We present a scatter plot for PIK3CA using the features ProteinChange_keys and Binary Scoring CS. We show five classes represented by colors red, blue, green, yellow, cyan, while centroids are represented by ‘X’. The classes represented by red, yellow, blue, and cyan form tight clusters around centroids, showing that the clusters capture the underlying data distribution well, while the cluster represented by green is slightly far from the calculated centroid (Figure 3). Additional scatter plots are provided in the Supplementary Materials.

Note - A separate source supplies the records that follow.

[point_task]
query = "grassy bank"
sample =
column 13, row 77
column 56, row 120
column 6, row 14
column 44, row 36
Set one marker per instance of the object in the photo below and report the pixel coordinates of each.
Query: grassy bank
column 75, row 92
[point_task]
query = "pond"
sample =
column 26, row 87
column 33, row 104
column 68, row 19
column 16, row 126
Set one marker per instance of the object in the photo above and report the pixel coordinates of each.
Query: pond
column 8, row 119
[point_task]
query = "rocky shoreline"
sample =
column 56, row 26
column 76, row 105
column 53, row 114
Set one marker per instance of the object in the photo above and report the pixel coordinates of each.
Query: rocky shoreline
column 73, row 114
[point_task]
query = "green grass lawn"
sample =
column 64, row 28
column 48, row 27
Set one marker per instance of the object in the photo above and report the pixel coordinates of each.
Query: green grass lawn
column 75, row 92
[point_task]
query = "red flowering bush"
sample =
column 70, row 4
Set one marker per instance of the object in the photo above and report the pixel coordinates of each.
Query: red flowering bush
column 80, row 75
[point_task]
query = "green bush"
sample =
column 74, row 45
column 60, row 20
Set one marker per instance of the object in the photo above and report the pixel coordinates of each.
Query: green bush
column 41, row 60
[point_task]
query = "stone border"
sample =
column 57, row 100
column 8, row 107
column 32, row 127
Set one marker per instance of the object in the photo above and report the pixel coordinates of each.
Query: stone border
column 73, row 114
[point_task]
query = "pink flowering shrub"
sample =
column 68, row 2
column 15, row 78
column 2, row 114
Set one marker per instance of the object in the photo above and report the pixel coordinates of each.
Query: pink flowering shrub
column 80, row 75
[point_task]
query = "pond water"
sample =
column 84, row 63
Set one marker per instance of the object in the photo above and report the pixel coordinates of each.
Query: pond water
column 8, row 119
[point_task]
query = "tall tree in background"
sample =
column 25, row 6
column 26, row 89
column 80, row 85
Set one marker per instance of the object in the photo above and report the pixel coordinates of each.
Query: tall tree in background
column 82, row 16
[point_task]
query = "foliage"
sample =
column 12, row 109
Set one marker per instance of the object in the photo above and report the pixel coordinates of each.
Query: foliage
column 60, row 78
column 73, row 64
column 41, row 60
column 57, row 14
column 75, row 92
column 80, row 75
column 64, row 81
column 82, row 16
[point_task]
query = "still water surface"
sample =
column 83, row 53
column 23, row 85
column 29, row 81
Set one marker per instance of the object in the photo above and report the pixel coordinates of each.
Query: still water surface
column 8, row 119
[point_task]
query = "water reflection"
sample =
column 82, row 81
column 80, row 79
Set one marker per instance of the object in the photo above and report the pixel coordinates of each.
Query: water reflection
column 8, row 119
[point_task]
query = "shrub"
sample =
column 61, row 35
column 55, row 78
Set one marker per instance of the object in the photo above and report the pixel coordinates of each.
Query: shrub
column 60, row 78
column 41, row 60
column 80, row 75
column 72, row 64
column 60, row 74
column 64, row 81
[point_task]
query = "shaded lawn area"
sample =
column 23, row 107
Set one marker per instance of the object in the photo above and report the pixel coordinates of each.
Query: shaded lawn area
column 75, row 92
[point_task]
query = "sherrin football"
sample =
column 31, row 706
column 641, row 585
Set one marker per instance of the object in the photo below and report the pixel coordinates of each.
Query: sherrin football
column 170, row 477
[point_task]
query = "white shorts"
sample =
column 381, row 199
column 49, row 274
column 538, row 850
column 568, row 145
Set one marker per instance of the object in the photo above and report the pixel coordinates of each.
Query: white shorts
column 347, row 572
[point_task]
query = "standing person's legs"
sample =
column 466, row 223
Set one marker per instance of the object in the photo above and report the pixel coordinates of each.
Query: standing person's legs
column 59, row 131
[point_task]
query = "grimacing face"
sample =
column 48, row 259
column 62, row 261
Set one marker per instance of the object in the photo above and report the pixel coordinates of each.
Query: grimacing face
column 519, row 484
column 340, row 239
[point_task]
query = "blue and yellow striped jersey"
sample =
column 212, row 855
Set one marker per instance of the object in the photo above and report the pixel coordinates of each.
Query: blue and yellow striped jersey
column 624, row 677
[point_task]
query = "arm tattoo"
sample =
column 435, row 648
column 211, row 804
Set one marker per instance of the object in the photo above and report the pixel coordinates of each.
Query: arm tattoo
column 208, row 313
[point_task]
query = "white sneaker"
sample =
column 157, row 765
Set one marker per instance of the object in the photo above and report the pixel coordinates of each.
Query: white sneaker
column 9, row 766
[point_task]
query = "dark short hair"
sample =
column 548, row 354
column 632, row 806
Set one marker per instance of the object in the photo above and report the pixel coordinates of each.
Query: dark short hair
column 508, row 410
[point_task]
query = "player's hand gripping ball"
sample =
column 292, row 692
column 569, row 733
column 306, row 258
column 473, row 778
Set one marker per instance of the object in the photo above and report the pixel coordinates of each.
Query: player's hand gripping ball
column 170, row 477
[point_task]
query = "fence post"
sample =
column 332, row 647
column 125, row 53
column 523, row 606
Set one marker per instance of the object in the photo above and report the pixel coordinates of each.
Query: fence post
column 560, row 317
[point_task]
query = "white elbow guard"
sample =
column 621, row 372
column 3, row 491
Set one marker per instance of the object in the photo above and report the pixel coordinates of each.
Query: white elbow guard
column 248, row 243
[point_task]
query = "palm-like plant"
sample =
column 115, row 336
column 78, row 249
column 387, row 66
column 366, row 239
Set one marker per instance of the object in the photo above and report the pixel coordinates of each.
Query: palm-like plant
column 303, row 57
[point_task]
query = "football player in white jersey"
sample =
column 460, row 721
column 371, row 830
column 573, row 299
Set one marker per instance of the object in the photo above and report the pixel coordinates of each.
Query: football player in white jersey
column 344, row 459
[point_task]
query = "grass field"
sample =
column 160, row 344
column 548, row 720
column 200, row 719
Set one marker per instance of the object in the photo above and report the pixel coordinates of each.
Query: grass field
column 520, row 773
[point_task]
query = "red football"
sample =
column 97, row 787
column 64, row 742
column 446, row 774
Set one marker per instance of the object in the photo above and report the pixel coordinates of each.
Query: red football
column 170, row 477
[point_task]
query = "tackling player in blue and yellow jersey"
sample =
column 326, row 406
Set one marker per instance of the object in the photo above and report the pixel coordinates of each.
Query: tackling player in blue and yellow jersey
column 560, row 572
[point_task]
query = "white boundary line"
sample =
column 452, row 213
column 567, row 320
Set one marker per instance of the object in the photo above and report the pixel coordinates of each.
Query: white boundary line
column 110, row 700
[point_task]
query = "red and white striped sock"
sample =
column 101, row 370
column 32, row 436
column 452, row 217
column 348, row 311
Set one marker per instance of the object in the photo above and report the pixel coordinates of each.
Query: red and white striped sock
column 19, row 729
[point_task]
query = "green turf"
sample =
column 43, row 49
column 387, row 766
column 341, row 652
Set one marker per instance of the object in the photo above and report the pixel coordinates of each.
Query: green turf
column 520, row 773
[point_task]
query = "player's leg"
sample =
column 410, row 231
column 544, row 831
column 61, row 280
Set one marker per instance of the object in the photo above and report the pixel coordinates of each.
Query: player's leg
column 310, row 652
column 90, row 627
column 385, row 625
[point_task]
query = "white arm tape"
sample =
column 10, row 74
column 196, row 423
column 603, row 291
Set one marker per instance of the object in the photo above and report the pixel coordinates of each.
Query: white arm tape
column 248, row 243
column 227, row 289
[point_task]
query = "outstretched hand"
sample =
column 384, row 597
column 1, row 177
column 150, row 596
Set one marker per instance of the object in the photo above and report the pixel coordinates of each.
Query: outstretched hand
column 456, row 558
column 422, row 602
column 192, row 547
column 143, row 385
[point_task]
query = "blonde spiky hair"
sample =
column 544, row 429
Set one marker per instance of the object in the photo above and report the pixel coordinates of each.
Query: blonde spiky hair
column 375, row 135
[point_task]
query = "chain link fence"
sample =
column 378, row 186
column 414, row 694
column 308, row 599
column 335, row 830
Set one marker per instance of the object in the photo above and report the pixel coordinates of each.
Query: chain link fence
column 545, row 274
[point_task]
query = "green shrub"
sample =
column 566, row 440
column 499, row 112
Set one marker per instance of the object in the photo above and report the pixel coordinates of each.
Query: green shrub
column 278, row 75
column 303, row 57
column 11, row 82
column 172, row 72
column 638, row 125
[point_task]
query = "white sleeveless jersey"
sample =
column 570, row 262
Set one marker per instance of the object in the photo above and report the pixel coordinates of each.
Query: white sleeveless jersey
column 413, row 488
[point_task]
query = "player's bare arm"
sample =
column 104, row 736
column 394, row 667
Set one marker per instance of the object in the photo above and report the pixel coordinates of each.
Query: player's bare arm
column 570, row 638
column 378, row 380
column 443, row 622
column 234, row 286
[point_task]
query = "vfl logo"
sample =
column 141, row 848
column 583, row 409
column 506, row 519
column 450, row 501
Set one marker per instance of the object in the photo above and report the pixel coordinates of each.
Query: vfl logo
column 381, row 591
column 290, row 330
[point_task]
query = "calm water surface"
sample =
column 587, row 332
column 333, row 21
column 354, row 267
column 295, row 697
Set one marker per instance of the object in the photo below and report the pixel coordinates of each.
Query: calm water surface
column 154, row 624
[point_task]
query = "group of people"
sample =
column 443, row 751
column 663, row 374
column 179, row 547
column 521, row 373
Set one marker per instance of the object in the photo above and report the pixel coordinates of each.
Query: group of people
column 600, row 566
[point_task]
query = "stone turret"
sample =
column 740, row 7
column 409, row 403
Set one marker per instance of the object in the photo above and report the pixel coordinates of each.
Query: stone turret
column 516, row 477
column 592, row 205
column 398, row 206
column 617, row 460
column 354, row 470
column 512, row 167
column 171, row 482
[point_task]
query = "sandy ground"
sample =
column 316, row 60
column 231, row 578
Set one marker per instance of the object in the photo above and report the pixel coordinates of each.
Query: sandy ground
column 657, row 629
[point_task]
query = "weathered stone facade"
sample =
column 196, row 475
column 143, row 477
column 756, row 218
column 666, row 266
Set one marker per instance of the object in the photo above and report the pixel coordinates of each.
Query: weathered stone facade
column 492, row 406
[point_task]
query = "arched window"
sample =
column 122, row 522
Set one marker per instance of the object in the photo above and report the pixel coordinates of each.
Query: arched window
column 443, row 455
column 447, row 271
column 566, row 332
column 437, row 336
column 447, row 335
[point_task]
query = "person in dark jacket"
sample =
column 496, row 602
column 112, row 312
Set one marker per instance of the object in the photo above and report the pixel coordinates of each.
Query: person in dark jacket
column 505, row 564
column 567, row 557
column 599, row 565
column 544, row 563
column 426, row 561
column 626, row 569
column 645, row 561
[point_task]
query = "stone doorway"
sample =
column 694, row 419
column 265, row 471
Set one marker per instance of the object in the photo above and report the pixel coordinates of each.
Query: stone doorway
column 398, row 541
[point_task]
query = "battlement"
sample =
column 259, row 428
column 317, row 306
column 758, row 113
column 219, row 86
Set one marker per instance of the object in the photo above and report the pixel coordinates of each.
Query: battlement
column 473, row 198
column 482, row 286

Given the success of multimodal algorithms [20], we believe our analysis can be further strengthened by using microscopic images of cells from the buccal cavity alongside annotated genetic data. Using electron microscopy and image segmentation algorithms, it is now possible to segment the image up to the cellular level, precisely pinpointing the areas of carcinoma. Such precise positions can help prevent the pitfalls of annotation errors, making our analysis more robust. We speculate that such analysis can also aid in predicting the early onset of cancers [21,22]. Taken together, our analyses could provide early roads for prognosis where these genes could aid as key candidates. As diagnosis could be better aided for prognosis and theranostics, survival and therapies must be in place, and despite strategic improvements in these areas, this is still in infancy. Machine learning and artificial intelligence (AI) aided methods have enhanced early detection in reducing mortality and morbidity. Indefatigably, there are not many metadata-based machine learning heuristics assessing the impedance of these carcinomas. In summary, we presented a machine learning-based approach to predict the gene dataset, revealing key candidate attributes for GBC prognosis.

4. Conclusions

Machine learning and Artificial Intelligence (AI) aided methods have enhanced early detection in reducing mortality and morbidity. Indefatigably, there are not many metadata-based machine learning heuristics assessing the impedance of these oral carcinomas. In summary, we presented a machine learning-based approach to predict the gene dataset, which reveals key candidate attributes for GBC prognosis. We have attempted to fill these gaps by performing and labeling classes, and accurate identification of viable attributes for such cancers. Furthermore, we found that deterministic methods perform well with limited data. In contrast, non-deterministic methods excel in performance with large datasets, wherein supervised learning methods perform better than unsupervised methods. Nonetheless, our experiments had more supervised methods than unsupervised ones, which we wanted to establish the use case for such an analysis. We argue that a multitude of unsupervised and semi-supervised methods might be able to better model these data distributions that seldom have accurate annotations. However, this may be due to the lack of machine learning heuristics which could be used as models and vice versa for a better-modeled framework.